In 1999 there were 854 households, out of which 30% had children under the age of 18 living with them and 21.3% of all households were made up of individuals. The average household size was 2.5.

In 2006 there were 52 criminal offences (24 crimes per 1000 people).

===Population by year===
The population is counted by the residential registration office for 31 December each year.
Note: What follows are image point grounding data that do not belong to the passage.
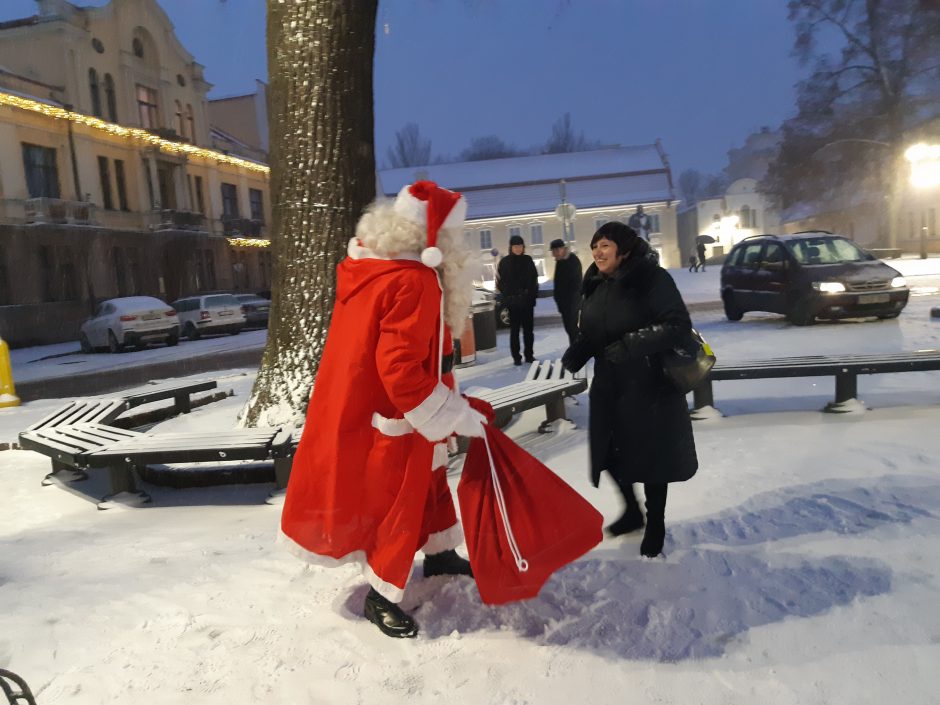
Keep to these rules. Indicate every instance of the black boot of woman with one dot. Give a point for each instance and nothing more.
(632, 517)
(655, 533)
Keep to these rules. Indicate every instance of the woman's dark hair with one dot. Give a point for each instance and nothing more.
(623, 236)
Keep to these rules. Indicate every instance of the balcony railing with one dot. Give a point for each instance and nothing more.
(242, 227)
(58, 210)
(181, 220)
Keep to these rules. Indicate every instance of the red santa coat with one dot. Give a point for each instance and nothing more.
(363, 485)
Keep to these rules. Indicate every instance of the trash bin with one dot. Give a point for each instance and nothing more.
(484, 325)
(465, 350)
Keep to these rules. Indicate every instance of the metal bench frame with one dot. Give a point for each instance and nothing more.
(845, 369)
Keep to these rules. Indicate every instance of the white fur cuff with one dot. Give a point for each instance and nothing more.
(440, 423)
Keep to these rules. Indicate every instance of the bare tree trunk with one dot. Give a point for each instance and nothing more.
(320, 55)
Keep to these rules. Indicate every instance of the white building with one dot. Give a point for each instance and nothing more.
(521, 196)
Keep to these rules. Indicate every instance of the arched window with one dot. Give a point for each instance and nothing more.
(180, 122)
(95, 93)
(191, 123)
(110, 97)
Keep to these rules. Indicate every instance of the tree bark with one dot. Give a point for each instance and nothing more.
(320, 56)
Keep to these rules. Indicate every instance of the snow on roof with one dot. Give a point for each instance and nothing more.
(518, 185)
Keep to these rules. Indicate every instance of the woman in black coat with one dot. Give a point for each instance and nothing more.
(640, 431)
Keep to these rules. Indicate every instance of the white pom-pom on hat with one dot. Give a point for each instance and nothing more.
(432, 256)
(434, 207)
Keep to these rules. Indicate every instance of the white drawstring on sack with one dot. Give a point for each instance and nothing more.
(521, 563)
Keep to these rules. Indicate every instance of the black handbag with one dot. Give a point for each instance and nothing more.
(687, 367)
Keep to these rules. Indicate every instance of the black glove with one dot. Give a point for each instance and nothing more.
(576, 356)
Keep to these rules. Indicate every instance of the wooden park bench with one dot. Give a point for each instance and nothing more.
(845, 369)
(546, 384)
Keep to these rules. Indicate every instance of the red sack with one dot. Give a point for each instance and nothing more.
(522, 522)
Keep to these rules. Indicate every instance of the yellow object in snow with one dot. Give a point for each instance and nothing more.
(7, 391)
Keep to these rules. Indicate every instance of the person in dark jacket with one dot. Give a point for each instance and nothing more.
(567, 287)
(631, 312)
(518, 282)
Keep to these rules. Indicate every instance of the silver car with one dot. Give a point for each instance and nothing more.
(130, 320)
(209, 313)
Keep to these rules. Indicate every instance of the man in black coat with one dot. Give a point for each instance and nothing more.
(518, 282)
(567, 287)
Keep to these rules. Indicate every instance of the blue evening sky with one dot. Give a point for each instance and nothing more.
(698, 74)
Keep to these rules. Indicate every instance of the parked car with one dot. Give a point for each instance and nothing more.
(255, 308)
(129, 320)
(809, 275)
(209, 313)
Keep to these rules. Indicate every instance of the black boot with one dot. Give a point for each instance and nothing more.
(389, 617)
(632, 517)
(446, 563)
(655, 534)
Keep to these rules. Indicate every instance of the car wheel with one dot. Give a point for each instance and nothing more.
(800, 314)
(732, 311)
(113, 345)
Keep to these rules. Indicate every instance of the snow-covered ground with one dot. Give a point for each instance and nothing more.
(801, 563)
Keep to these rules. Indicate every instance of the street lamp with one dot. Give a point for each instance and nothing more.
(925, 174)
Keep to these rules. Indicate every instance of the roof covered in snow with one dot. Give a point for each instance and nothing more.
(519, 185)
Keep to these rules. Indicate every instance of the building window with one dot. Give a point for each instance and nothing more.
(200, 201)
(95, 93)
(535, 234)
(148, 108)
(110, 97)
(205, 270)
(121, 184)
(42, 176)
(256, 203)
(229, 201)
(191, 122)
(5, 299)
(104, 176)
(180, 122)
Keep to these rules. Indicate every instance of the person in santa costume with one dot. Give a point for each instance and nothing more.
(368, 482)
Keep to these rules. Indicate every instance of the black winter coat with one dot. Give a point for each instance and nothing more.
(517, 280)
(639, 424)
(567, 281)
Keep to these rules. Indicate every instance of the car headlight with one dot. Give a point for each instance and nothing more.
(829, 287)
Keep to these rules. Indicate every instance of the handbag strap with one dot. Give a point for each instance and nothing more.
(521, 563)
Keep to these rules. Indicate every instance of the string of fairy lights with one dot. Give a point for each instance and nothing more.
(136, 134)
(129, 133)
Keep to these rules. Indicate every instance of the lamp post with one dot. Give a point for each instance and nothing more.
(925, 174)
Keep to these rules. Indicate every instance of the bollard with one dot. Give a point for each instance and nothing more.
(7, 391)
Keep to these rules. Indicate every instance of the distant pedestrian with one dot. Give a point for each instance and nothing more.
(518, 281)
(567, 287)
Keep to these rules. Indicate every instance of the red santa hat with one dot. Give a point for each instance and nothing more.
(426, 203)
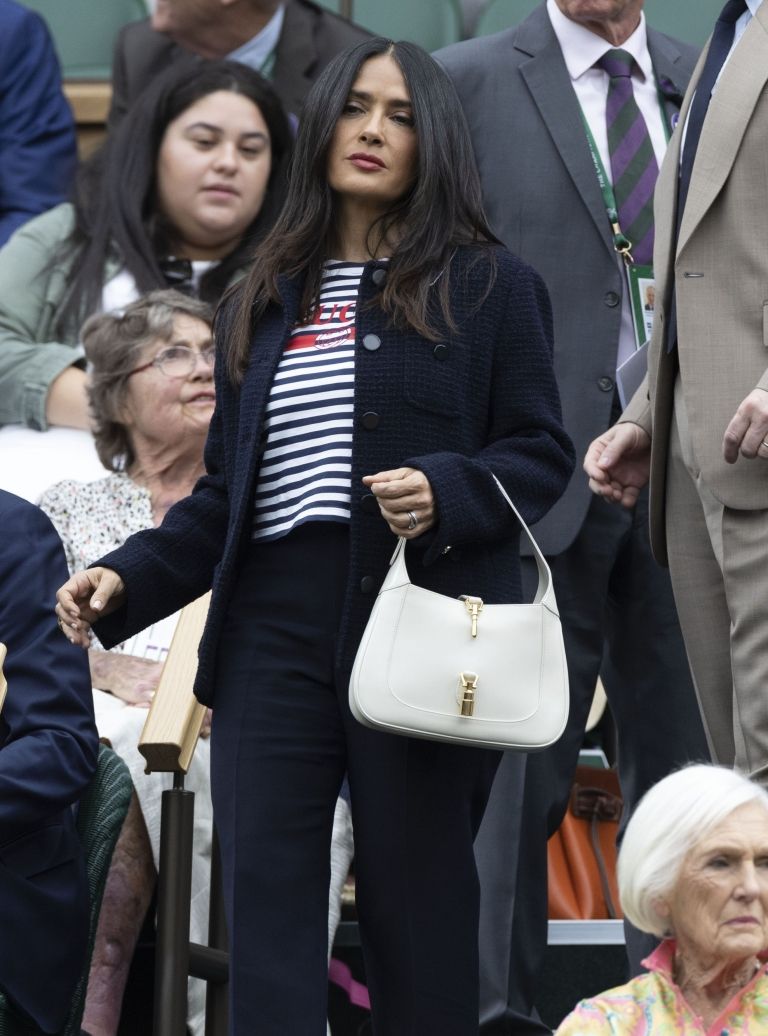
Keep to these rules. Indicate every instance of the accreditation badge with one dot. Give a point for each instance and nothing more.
(643, 298)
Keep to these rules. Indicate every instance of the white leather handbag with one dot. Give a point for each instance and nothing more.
(460, 670)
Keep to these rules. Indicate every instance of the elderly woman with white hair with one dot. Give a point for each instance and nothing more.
(692, 870)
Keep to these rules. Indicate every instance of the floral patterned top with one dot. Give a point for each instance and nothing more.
(95, 517)
(652, 1005)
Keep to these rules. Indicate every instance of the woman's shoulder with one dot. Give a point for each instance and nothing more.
(624, 1010)
(88, 498)
(47, 228)
(508, 267)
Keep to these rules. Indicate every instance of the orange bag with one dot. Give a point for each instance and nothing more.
(581, 854)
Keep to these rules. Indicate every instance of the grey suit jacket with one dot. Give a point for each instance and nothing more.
(311, 36)
(720, 272)
(544, 203)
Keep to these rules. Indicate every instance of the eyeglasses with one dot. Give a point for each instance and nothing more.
(178, 361)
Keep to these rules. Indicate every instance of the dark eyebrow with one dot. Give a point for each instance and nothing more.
(362, 95)
(209, 127)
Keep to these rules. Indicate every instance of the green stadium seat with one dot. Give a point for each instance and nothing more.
(430, 23)
(84, 31)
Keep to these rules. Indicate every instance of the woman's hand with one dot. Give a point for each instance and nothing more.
(131, 679)
(84, 598)
(405, 500)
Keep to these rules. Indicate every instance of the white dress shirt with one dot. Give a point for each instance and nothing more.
(741, 24)
(580, 50)
(256, 52)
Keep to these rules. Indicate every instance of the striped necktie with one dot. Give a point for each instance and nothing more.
(633, 166)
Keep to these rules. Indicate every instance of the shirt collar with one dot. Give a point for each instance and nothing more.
(257, 50)
(582, 48)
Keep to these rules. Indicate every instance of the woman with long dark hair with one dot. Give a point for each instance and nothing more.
(384, 361)
(178, 197)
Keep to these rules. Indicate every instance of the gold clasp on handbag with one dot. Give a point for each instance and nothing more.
(467, 686)
(474, 606)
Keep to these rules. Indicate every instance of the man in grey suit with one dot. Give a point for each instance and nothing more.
(528, 94)
(290, 42)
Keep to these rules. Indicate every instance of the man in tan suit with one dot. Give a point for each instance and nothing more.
(699, 426)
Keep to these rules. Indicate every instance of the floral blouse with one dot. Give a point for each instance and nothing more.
(652, 1005)
(95, 517)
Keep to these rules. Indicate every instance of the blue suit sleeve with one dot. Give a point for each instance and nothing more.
(37, 141)
(48, 737)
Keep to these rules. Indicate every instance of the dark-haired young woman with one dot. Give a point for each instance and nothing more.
(190, 181)
(382, 362)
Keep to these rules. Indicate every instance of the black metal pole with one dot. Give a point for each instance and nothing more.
(174, 893)
(217, 997)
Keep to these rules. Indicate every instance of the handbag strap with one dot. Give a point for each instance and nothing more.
(544, 592)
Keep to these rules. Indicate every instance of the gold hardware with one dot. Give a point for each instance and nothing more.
(474, 606)
(468, 684)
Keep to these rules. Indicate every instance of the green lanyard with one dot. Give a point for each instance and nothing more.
(267, 66)
(622, 245)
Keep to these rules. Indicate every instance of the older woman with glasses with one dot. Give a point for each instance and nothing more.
(151, 399)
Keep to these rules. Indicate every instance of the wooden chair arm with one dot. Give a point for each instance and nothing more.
(175, 716)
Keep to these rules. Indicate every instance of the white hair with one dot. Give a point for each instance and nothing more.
(666, 823)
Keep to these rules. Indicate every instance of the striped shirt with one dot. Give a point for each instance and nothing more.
(306, 467)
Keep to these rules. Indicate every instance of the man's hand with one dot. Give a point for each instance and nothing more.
(84, 598)
(619, 463)
(747, 430)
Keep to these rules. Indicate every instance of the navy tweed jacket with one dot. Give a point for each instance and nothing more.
(481, 400)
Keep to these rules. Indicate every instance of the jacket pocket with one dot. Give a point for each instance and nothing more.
(435, 376)
(39, 851)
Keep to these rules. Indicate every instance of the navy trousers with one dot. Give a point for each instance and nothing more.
(619, 621)
(282, 739)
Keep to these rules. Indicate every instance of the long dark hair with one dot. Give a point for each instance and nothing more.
(115, 207)
(443, 209)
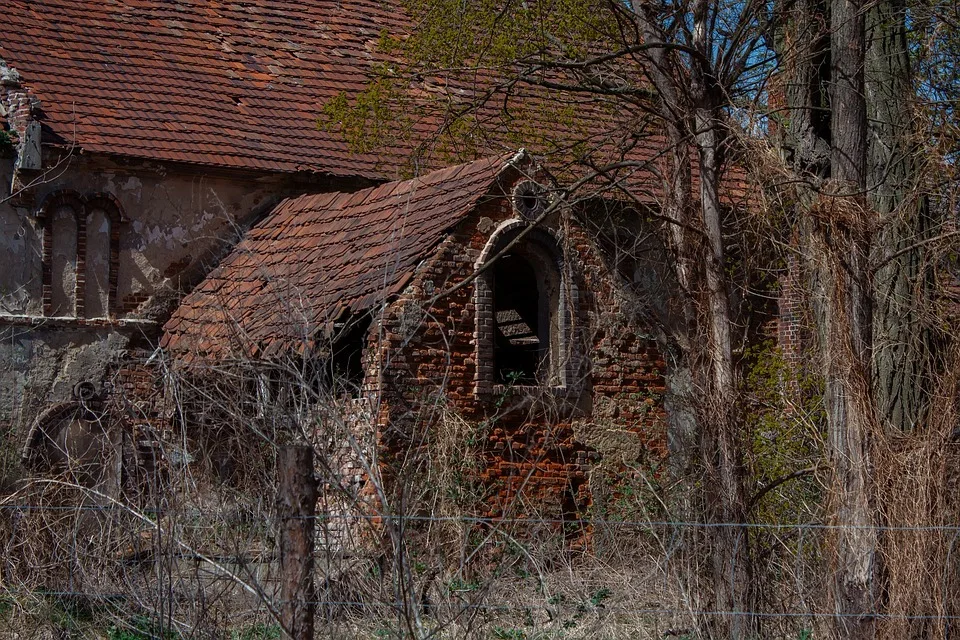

| 1987 | 1988 | 1989 | 1990 | 1991 | 1992 | 1993 | 1994 | 1995 | 1996 |
| 1,997 | 1,984 | 1,969 | 1,994 | 2,012 | 2,034 | 2,040 | 2,049 | 2,055 | 2,070 |

| 1997 | 1998 | 1999 | 2000 | 2001 | 2002 | 2003 | 2004 | 2005 | 2006 |
| 2,083 | 2,096 | 2,097 | 2,107 | 2,123 | 2,132 | 2,140 | 2,135 | 2,198 | 2,198 |

| 2007 | 2008 | 2009 | 2010 | 2011 |
| 2,220 | 2,194 | 2,192 | 2,171 | 2,204 |

==Education==
There was one elementary school and no secondary school in Altengamme.

==Politics==
These are the results of Altengamme in the Hamburg state election:

| Year | SPD | Greens | CDU | Left | AfD | FDP | Others |
|---|---|---|---|---|---|---|---|
| 2020 | 37,6 % | 19,3 % | 16,7 % | 07,5 % | 05,8 % | 05,1 % | 08,0 % |
| 2015 | 45,3 % | 12,5 % | 21,1 % | 04,1 % | 05,2 % | 07,5 % | 04,3 % |
| 2011 | 49,4 % | 09,7 % | 28,4 % | 03,4 % | – | 05,7 % | 03,4 % |
| 2008 | 31,0 % | 09,5 % | 49,1 % | 03,2 % | – | 04,8 % | 02,5 % |
| 2004 | 26,3 % | 08,7 % | 55,5 % | – | – | 04,3 % | 05,2 % |
| 2001 | 35,0 % | 07,1 % | 35,8 % | 00,2 % | – | 04,6 % | 17,4 % |
| 1997 | 32,4 % | 12,4 % | 39,2 % | 00,0 % | – | 03,8 % | 12,2 % |
| 1993 | 40,8 % | 09,7 % | 34,0 % | – | – | 04,2 % | 11,3 % |

==Infrastructure==

===Health systems===
In Altengamme are one day care center for children, three physicians in private practice and no pharmacy.

===Transportation===
Altengamme is not serviced by the rapid transit system of the city train or the underground railway. Public transport is provided by buses.

According to the Department of Motor Vehicles (Kraftfahrt-Bundesamt), in the quarter were 1,185 private cars registered (539 cars/1000 people). There were 5 traffic accidents total, all 5 traffic accidents with damage to persons.